Single segment approach (multi-step ahead forecast) with N predictive methods (for this work: Naïve, weighted moving average, simple exp. smoothing and winters) (SS-M network)

4 Computational Results

The experiments were carried on a workstation with a 64-bit Windows 7 Professional operating system, a memory of 128 GB, and a 40-core Intel Xeon CPU E5-2640 v4 @ 2.40 GHz processor. We have implemented the FFNN using Keras with Theano and Python 2.7.

We tested NMS (Naïve-Weighted Moving Average-Simple Exponential Smoothing) and NMSW (NMS-Winters) combinations through 30 epochs and a batch size of 1000 with adaptive moment estimation (Adam) optimizer. To prevent overfitting, we also employed a 10% Dropout. We used the following parameters for our prediction methods that are input to the FFNN: Weighted moving average method takes a 3-step horizon with three weights: 0.25, 0.50, and 0.25, simple exponential smoothing method takes \(\alpha = 0.50\), and Winters method takes \(\alpha = 0.45\), \(\gamma = 0.20\); thus, only considers seasonality without any trend. In the literature, it is common to assign the parameters intuitively. The first 4.5 months of the dataset were allocated to training while the remaining 15 days were used for testing.

The experimental test results for 30-min prediction horizon are reported in Table 1. Route 1 results are coming from 16 segments spanning 0.95 km while Route 2 results are of 16 segments spanning 4.55 km. In line with [6], we observe that the accuracy of the predictions enhance when the route is split into more segments. This is evident in the fact that the segments of Route 1 return lower error values than those of Route 2. It seems surprising that there is not a significant advantage of employing NMSW over NMS; however, it is worth noting that 30-min-ahead is a relatively short horizon to observe the real effect of seasonality in the prediction.

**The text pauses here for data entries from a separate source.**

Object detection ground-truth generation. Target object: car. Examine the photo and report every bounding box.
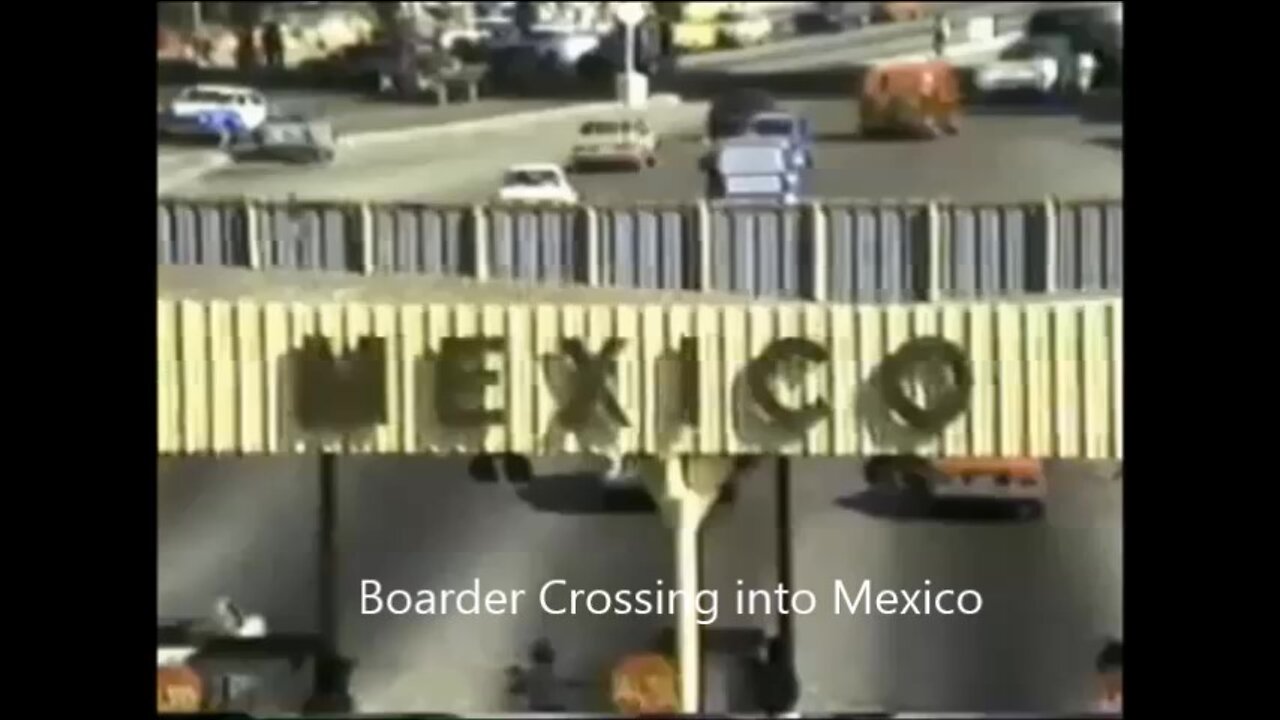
[707,88,778,142]
[1025,3,1124,87]
[791,3,870,35]
[973,37,1097,94]
[870,3,927,23]
[716,10,773,47]
[699,136,804,205]
[858,60,963,140]
[570,119,658,170]
[744,111,813,168]
[497,163,579,205]
[160,85,268,137]
[228,115,338,163]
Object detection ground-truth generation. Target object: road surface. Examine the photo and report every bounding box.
[170,100,1123,204]
[703,460,1123,715]
[157,457,672,712]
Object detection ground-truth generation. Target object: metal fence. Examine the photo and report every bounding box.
[156,197,1124,302]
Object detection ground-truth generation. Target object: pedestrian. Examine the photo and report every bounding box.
[214,597,266,710]
[933,13,951,58]
[1096,639,1124,714]
[511,638,564,712]
[262,20,284,69]
[754,637,800,717]
[236,28,257,70]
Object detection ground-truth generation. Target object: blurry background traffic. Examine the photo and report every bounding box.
[156,3,1120,95]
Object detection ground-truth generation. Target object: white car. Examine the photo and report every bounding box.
[716,10,773,47]
[160,85,268,137]
[974,41,1097,94]
[571,119,658,170]
[498,163,579,205]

Table 1 30-min Test Results by NMS and NMSW predictive methods on SS-M (Proposed Single Segment Multi-step Ahead Forecast Network) and individual predictive methods (Naïve, Weighted Moving Average (WMA), Simple Exponential Smoothing (SES), Winters)

5 Conclusion

Here we employed FFNN to predict the traffic speed over a 30-min horizon using historical speed data collected in 1-min time intervals. Even though our method requires significant computation effort, its performance is comparable to that of [7], overperforming it on longer term predictions. While their results achieve 12.47 km/h MAD for 5-step ahead prediction over 20 segments, our results for the 16 segments return an average of 0.47–6.43 km/h MAD. To improve our current methods, employing Winters prediction over a longer horizon that reflects seasonal characteristics better than 30-min horizons also seems promising. As further future work, we plan to use recurrent neural networks and also take seasonality into consideration to further improve the prediction accuracy. Random forest regression is also a simple method we can use to combine the individual prediction methods.